Metadata-Version: 2.4
Name: kani-tts
Version: 0.0.3
Summary: Text-to-speech using neural audio codec and causal language models
Author-email: simonlob <simonlobgromov@gmail.com>
License: Apache-2.0
Project-URL: Homepage, https://github.com/nineninesix-ai/kani-tts
Project-URL: Repository, https://github.com/nineninesix-ai/kani-tts
Project-URL: Documentation, https://github.com/nineninesix-ai/kani-tts/blob/main/README.md
Keywords: tts,text-to-speech,audio,nemo,transformers
Classifier: Development Status :: 3 - Alpha
Classifier: Intended Audience :: Developers
Classifier: Intended Audience :: Science/Research
Classifier: License :: OSI Approved :: MIT License
Classifier: Programming Language :: Python :: 3
Classifier: Programming Language :: Python :: 3.10
Classifier: Programming Language :: Python :: 3.11
Classifier: Topic :: Scientific/Engineering :: Artificial Intelligence
Classifier: Topic :: Multimedia :: Sound/Audio :: Speech
Requires-Python: >=3.10
Description-Content-Type: text/markdown
Requires-Dist: torch>=2.0.0
Requires-Dist: nemo-toolkit[all]>=1.18.0
Requires-Dist: numpy>=1.24.0
Requires-Dist: scipy>=1.10.0
Requires-Dist: librosa>=0.10.0
Requires-Dist: omegaconf>=2.3.0
Requires-Dist: datasets>=2.12.0
Provides-Extra: dev
Requires-Dist: pytest>=7.0.0; extra == "dev"
Requires-Dist: black>=23.0.0; extra == "dev"
Requires-Dist: isort>=5.12.0; extra == "dev"
Requires-Dist: flake8>=6.0.0; extra == "dev"
Provides-Extra: audio
Requires-Dist: soundfile>=0.12.0; extra == "audio"

# Kani-TTS

A simple and efficient text-to-speech library using neural audio codecs and causal language models.

## Features

- Simple, intuitive API
- Built on Hugging Face Transformers and NVIDIA NeMo
- High-quality audio generation using neural codecs
- GPU acceleration support
- Multi-speaker model support with easy speaker selection

## Installation

### From PyPI (once published)

```bash
pip install kani-tts
pip install -U "transformers==4.57.1" # for LFM2 !!!
```


## Quick Start

```python
from kani_tts import KaniTTS

# Initialize model (replace with your model name)
model = KaniTTS('your-model-name-here')

# Generate audio from text
audio, text = model("Hello, world!")

# Save to file (requires soundfile)
model.save_audio(audio, "output.wav")
```

## Advanced Usage

### Working with Multi-Speaker Models

Some models support multiple speakers.
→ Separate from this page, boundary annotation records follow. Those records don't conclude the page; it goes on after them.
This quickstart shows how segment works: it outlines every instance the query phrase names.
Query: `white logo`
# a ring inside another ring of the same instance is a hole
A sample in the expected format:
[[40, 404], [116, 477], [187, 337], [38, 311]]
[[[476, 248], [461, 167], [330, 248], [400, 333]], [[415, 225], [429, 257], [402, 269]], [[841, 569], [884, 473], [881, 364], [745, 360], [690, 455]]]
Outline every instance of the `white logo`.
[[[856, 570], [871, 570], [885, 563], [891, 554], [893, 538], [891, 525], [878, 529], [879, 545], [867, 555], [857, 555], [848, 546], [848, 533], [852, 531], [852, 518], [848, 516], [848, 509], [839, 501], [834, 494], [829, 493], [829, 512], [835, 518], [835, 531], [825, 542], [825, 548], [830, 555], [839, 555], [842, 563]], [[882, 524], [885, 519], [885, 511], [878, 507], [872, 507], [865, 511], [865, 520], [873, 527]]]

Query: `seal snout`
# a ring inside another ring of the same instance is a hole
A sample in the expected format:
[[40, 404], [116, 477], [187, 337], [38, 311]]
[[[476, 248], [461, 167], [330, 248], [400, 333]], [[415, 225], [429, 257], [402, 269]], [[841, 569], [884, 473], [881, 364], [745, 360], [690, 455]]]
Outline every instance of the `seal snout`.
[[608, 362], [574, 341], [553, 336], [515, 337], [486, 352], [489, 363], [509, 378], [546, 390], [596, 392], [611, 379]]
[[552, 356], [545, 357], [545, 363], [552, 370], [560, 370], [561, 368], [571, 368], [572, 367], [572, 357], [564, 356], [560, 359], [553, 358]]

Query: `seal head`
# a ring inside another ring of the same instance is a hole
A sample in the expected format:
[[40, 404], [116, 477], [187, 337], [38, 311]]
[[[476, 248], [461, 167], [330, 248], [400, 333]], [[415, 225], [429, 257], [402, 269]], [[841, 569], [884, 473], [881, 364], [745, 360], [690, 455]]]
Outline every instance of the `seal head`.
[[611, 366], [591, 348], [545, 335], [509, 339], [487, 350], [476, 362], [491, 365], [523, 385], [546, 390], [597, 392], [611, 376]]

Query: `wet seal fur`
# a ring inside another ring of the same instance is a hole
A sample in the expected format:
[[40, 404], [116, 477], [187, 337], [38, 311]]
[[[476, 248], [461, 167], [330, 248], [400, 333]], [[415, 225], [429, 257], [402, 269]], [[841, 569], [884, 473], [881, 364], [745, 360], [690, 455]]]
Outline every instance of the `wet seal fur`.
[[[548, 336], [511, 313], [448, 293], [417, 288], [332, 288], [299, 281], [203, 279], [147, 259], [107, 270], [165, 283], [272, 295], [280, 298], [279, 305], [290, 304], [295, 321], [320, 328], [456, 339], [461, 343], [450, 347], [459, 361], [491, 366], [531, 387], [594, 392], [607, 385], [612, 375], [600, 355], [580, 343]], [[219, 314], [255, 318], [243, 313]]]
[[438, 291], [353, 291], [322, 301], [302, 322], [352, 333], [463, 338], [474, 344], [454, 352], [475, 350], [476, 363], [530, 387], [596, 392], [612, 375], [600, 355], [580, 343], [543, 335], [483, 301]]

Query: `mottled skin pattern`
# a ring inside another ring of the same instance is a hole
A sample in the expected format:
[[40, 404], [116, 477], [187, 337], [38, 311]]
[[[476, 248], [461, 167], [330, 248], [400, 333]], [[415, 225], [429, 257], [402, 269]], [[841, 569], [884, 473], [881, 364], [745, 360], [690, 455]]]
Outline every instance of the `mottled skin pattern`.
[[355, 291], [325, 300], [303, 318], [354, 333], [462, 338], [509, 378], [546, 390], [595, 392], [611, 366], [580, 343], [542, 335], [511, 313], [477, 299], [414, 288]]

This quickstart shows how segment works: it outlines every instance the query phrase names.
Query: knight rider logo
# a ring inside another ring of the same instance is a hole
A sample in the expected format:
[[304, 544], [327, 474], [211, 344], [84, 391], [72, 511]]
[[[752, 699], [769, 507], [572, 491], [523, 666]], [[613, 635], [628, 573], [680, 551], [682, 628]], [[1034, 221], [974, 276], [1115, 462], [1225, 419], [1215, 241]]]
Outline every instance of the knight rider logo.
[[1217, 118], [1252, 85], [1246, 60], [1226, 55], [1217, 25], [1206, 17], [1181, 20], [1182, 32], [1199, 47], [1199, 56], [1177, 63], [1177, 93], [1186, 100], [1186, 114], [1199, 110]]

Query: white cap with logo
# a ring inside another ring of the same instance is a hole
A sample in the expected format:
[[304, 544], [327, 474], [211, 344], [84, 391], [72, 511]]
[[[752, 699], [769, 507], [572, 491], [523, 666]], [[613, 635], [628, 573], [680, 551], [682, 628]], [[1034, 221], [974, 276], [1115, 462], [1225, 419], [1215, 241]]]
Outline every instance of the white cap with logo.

You can check if your model supports speakers and select a specific voice:

```python
from kani_tts import KaniTTS

model = KaniTTS('your-multispeaker-model-name')

# Check if model supports multiple speakers
print(f"Model type: {model.status}")  # 'singlspeaker' or 'multispeaker'

# Display available speakers (pretty formatted)
model.show_speakers()

# Or access the speaker list directly
print(model.speaker_list)  # ['Speaker1', 'Speaker2', ...]

# Generate audio with a specific speaker
audio, text = model.generate("Hello, world!", speaker_id="Speaker1")
model.save_audio(audio, "speaker1_output.wav")

# Or using the shorthand call syntax
audio, text = model("Hello, world!", speaker_id="Speaker1")
```

### Custom Configuration

```python
from kani_tts import KaniTTS

model = KaniTTS(
    'your-model-name',
    temperature=0.7,           # Control randomness (default: 1.0)
    top_p=0.9,                 # Nucleus sampling (default: 0.95)
    max_new_tokens=2000,       # Max audio length (default: 1200)
    repetition_penalty=1.2,    # Prevent repetition (default: 1.1)
    suppress_logs=True,        # Suppress library logs (default: True)
    show_info=True,            # Show model info on init (default: True)
)

audio, text = model("Your text here")
```

When initialized, Kani-TTS displays a beautiful banner with model information:
```
╔════════════════════════════════════════════════════════════╗
║                                                            ║
║                   N I N E N I N E S I X  😼                ║
║                                                            ║
╚════════════════════════════════════════════════════════════╝

              /\_/\
             ( o.o )
              > ^ <

──────────────────────────────────────────────────────────────
  Model: your-model-name
  Device: GPU (CUDA)
  Mode: Multi-speaker (5 speakers)

  Configuration:
    • Sample Rate: 22050 Hz
    • Temperature: 1.0
    • Top-p: 0.95
    • Max Tokens: 1200
    • Repetition Penalty: 1.1
──────────────────────────────────────────────────────────────

  Ready to generate speech! 🎵
```

You can disable this banner by setting `show_info=False`, or show it again anytime with `model.show_model_info()`.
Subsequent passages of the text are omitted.